De la nécessité de renoncer au mythe d’une guerre courte
Guerre en Ukraine
S’il est un mot dont l’usage est galvaudé, c’est bien celui de guerre. Dernière illustration de cette réalité, le confinement justifié dans un discours prononcé le 16 mars 2020 où le président de la République martèle à plusieurs reprises « c’est la guerre ! » La guerre que mène la Russie contre l’Ukraine nous fait revenir au sens premier de conflit armé entre deux États (mais ça peut être aussi des empires, des tribus, etc.) et aux illusions qu’elle génère. Prenons quelques exemples.

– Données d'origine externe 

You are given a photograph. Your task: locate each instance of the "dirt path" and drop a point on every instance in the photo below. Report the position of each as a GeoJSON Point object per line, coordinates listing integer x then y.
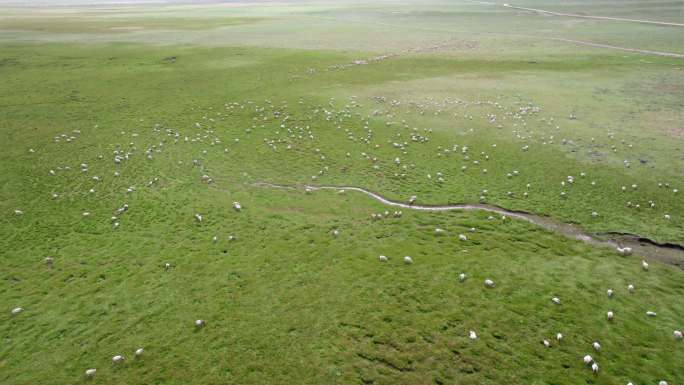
{"type": "Point", "coordinates": [664, 23]}
{"type": "Point", "coordinates": [534, 37]}
{"type": "Point", "coordinates": [668, 253]}
{"type": "Point", "coordinates": [599, 45]}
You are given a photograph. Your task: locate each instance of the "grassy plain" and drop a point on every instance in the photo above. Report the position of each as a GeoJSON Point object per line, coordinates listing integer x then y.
{"type": "Point", "coordinates": [286, 302]}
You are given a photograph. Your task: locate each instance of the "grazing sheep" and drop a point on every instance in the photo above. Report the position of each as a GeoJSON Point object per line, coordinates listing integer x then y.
{"type": "Point", "coordinates": [624, 251]}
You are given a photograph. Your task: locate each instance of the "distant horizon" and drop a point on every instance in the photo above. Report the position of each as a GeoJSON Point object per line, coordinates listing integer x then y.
{"type": "Point", "coordinates": [66, 3]}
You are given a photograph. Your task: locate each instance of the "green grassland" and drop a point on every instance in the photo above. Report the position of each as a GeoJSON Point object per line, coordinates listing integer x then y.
{"type": "Point", "coordinates": [255, 95]}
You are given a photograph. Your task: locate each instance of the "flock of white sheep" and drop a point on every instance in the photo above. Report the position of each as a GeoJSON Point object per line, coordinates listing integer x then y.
{"type": "Point", "coordinates": [293, 136]}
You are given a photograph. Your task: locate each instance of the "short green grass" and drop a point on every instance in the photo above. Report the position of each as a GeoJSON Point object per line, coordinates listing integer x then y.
{"type": "Point", "coordinates": [286, 302]}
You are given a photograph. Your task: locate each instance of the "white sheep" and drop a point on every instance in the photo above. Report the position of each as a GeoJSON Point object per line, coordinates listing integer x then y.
{"type": "Point", "coordinates": [624, 251]}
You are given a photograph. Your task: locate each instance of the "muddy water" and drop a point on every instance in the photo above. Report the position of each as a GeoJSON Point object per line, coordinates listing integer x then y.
{"type": "Point", "coordinates": [668, 253]}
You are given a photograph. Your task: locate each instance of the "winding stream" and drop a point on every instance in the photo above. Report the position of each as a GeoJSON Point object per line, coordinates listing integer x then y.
{"type": "Point", "coordinates": [667, 252]}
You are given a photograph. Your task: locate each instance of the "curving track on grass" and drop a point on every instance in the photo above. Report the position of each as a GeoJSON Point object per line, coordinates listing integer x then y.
{"type": "Point", "coordinates": [665, 252]}
{"type": "Point", "coordinates": [611, 18]}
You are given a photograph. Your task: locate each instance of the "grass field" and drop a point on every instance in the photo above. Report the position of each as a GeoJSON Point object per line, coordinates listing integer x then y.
{"type": "Point", "coordinates": [102, 106]}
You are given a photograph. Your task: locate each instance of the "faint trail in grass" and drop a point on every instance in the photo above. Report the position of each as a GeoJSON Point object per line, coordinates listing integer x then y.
{"type": "Point", "coordinates": [563, 14]}
{"type": "Point", "coordinates": [664, 252]}
{"type": "Point", "coordinates": [535, 37]}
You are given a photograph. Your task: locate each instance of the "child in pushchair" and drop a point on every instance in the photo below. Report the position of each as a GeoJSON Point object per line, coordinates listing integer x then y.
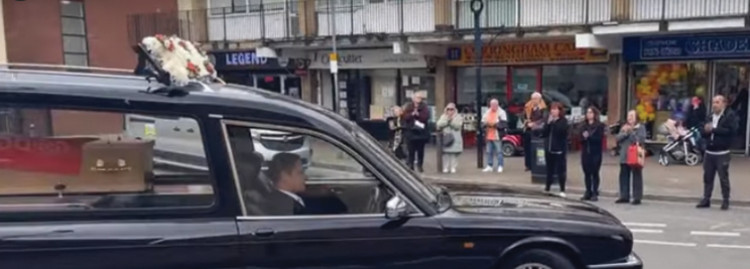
{"type": "Point", "coordinates": [682, 145]}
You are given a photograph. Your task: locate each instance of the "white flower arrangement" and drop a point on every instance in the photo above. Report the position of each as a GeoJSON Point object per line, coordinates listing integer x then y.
{"type": "Point", "coordinates": [180, 58]}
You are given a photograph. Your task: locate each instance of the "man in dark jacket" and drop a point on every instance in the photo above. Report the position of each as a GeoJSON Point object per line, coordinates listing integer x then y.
{"type": "Point", "coordinates": [719, 131]}
{"type": "Point", "coordinates": [415, 119]}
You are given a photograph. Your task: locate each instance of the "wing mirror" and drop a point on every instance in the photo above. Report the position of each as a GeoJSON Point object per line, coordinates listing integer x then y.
{"type": "Point", "coordinates": [396, 208]}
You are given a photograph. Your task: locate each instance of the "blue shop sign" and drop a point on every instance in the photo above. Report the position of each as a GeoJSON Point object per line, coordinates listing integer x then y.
{"type": "Point", "coordinates": [719, 46]}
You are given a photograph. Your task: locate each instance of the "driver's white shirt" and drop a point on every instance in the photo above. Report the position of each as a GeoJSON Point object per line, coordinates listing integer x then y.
{"type": "Point", "coordinates": [293, 196]}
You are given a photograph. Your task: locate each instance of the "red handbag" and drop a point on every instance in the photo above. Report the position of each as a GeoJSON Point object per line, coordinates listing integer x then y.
{"type": "Point", "coordinates": [636, 157]}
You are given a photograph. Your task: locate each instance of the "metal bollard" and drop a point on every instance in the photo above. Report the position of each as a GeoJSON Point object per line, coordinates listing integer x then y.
{"type": "Point", "coordinates": [439, 145]}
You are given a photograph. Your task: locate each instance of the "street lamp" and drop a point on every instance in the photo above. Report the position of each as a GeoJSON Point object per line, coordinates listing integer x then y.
{"type": "Point", "coordinates": [476, 7]}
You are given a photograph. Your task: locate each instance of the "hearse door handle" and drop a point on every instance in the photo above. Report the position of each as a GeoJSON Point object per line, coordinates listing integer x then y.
{"type": "Point", "coordinates": [264, 232]}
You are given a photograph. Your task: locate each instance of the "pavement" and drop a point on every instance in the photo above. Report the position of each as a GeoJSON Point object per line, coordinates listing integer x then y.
{"type": "Point", "coordinates": [676, 182]}
{"type": "Point", "coordinates": [674, 235]}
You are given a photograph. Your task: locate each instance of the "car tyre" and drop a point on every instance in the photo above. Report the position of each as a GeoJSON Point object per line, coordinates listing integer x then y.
{"type": "Point", "coordinates": [508, 149]}
{"type": "Point", "coordinates": [538, 259]}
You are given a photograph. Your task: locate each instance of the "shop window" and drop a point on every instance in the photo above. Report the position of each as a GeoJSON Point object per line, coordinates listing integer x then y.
{"type": "Point", "coordinates": [576, 86]}
{"type": "Point", "coordinates": [75, 49]}
{"type": "Point", "coordinates": [56, 160]}
{"type": "Point", "coordinates": [659, 91]}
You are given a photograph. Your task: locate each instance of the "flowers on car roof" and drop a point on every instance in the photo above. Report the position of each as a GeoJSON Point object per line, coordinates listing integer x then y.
{"type": "Point", "coordinates": [182, 59]}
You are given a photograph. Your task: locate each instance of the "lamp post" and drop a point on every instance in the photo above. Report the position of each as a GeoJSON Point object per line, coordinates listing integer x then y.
{"type": "Point", "coordinates": [476, 7]}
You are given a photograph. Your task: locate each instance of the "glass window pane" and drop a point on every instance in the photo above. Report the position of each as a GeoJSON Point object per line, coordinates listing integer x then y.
{"type": "Point", "coordinates": [71, 8]}
{"type": "Point", "coordinates": [659, 91]}
{"type": "Point", "coordinates": [285, 173]}
{"type": "Point", "coordinates": [76, 59]}
{"type": "Point", "coordinates": [73, 26]}
{"type": "Point", "coordinates": [239, 6]}
{"type": "Point", "coordinates": [494, 85]}
{"type": "Point", "coordinates": [74, 44]}
{"type": "Point", "coordinates": [576, 86]}
{"type": "Point", "coordinates": [123, 162]}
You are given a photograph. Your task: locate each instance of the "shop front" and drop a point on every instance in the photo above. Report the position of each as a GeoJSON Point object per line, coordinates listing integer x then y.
{"type": "Point", "coordinates": [371, 82]}
{"type": "Point", "coordinates": [511, 71]}
{"type": "Point", "coordinates": [247, 68]}
{"type": "Point", "coordinates": [666, 72]}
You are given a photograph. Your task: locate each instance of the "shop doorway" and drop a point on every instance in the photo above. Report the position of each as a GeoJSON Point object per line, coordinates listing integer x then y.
{"type": "Point", "coordinates": [732, 79]}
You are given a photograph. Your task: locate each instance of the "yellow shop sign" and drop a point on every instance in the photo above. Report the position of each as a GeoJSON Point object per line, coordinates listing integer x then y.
{"type": "Point", "coordinates": [526, 52]}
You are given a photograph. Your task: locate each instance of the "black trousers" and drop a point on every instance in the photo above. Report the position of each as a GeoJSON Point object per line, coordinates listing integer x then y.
{"type": "Point", "coordinates": [556, 168]}
{"type": "Point", "coordinates": [626, 173]}
{"type": "Point", "coordinates": [416, 152]}
{"type": "Point", "coordinates": [591, 164]}
{"type": "Point", "coordinates": [527, 154]}
{"type": "Point", "coordinates": [713, 164]}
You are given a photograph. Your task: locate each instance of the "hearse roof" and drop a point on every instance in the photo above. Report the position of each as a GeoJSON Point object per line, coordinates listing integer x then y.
{"type": "Point", "coordinates": [227, 100]}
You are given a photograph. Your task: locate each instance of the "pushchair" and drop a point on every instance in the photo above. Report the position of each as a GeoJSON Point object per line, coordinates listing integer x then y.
{"type": "Point", "coordinates": [684, 149]}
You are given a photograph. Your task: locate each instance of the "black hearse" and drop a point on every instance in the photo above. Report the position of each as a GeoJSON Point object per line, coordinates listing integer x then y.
{"type": "Point", "coordinates": [81, 188]}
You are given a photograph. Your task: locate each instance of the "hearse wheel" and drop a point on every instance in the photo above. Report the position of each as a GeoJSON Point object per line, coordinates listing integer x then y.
{"type": "Point", "coordinates": [538, 259]}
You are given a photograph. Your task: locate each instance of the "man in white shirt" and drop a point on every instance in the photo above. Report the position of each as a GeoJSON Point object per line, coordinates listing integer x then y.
{"type": "Point", "coordinates": [286, 173]}
{"type": "Point", "coordinates": [719, 131]}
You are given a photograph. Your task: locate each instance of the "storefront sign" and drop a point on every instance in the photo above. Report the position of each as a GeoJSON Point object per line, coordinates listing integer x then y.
{"type": "Point", "coordinates": [526, 52]}
{"type": "Point", "coordinates": [687, 47]}
{"type": "Point", "coordinates": [249, 60]}
{"type": "Point", "coordinates": [368, 59]}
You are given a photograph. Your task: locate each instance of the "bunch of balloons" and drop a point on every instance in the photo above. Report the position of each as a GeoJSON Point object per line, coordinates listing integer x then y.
{"type": "Point", "coordinates": [647, 90]}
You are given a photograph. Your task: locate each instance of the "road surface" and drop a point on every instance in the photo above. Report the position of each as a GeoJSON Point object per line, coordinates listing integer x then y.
{"type": "Point", "coordinates": [677, 235]}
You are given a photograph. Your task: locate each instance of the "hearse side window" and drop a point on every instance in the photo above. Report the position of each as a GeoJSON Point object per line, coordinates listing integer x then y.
{"type": "Point", "coordinates": [74, 160]}
{"type": "Point", "coordinates": [283, 173]}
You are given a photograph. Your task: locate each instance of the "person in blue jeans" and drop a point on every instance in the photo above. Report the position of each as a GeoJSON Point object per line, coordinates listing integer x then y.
{"type": "Point", "coordinates": [495, 122]}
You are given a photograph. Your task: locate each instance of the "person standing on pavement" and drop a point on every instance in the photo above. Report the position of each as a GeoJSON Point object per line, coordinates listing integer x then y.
{"type": "Point", "coordinates": [556, 144]}
{"type": "Point", "coordinates": [719, 132]}
{"type": "Point", "coordinates": [450, 124]}
{"type": "Point", "coordinates": [415, 121]}
{"type": "Point", "coordinates": [631, 133]}
{"type": "Point", "coordinates": [395, 133]}
{"type": "Point", "coordinates": [534, 119]}
{"type": "Point", "coordinates": [495, 122]}
{"type": "Point", "coordinates": [591, 153]}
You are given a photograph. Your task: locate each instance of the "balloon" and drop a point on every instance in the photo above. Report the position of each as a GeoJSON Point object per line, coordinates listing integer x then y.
{"type": "Point", "coordinates": [675, 75]}
{"type": "Point", "coordinates": [644, 80]}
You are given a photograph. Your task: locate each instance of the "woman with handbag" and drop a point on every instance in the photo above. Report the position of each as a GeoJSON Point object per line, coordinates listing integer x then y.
{"type": "Point", "coordinates": [395, 133]}
{"type": "Point", "coordinates": [555, 134]}
{"type": "Point", "coordinates": [632, 135]}
{"type": "Point", "coordinates": [495, 121]}
{"type": "Point", "coordinates": [449, 125]}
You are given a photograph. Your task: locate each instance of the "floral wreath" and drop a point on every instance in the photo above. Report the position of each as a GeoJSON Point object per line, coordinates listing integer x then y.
{"type": "Point", "coordinates": [182, 60]}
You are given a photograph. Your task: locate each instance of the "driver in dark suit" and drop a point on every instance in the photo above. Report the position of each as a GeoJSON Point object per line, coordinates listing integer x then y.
{"type": "Point", "coordinates": [286, 174]}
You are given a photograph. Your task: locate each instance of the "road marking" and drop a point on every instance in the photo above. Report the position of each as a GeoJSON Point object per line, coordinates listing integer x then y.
{"type": "Point", "coordinates": [714, 233]}
{"type": "Point", "coordinates": [643, 224]}
{"type": "Point", "coordinates": [663, 243]}
{"type": "Point", "coordinates": [727, 246]}
{"type": "Point", "coordinates": [646, 231]}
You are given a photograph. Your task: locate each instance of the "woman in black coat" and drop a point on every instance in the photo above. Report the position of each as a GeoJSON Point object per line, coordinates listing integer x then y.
{"type": "Point", "coordinates": [592, 134]}
{"type": "Point", "coordinates": [555, 134]}
{"type": "Point", "coordinates": [416, 130]}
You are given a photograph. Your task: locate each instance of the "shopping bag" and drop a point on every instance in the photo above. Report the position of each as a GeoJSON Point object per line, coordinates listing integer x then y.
{"type": "Point", "coordinates": [636, 156]}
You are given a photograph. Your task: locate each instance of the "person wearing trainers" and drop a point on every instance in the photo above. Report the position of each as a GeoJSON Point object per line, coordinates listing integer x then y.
{"type": "Point", "coordinates": [450, 124]}
{"type": "Point", "coordinates": [631, 133]}
{"type": "Point", "coordinates": [719, 132]}
{"type": "Point", "coordinates": [555, 135]}
{"type": "Point", "coordinates": [495, 122]}
{"type": "Point", "coordinates": [592, 134]}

Guerre éclair ? On la prédisait alors que l’invasion était imminente et que l’armée russe semblait capable de ne faire qu’une bouchée de la modeste armée ukrainienne. Le conflit semblait à ce point dissymétrique qu’il était difficile de prévoir une autre issue. Certes, Kiev pourrait tomber dans les heures qui viennent, mais après plus d’une semaine de combats, il est désormais acquis que la guerre sera beaucoup plus longue que ce que beaucoup d’experts avaient prévu.
Comment vit-on cette mutation ? On peut reprendre une opposition sur laquelle se sont penchés les historiens de la Première Guerre mondiale, celle qui sépare la guerre imaginée de la guerre réelle. Avant que la guerre ne débute et dans les premiers moments d’affrontement, la guerre est pensée à l’aide des représentations laissées par les conflits passés et avec une perception du déséquilibre des forces qui fait espérer — ou craindre — la défaite du plus faible des deux belligérants. Les destructions et les morts entraînés par le conflit sont généralement de terribles révélateurs d’un temps nouveau, celui de la guerre réelle. L’Europe n’ayant plus connu de conflit sur son sol depuis très longtemps, le choc entre guerre imaginée et guerre réelle n’en est que plus grand. C’est la stupéfaction qui prévaut. Le déploiement massif de forces conventionnelles, la volonté de chasser le pouvoir en place à Kiev, le bombardement de populations civiles et, depuis peu, les menaces sur des centrales nucléaires, tout cela traduit une « montée aux extrêmes » dont la rapidité ne peut qu’effrayer des sociétés jusque-là en paix.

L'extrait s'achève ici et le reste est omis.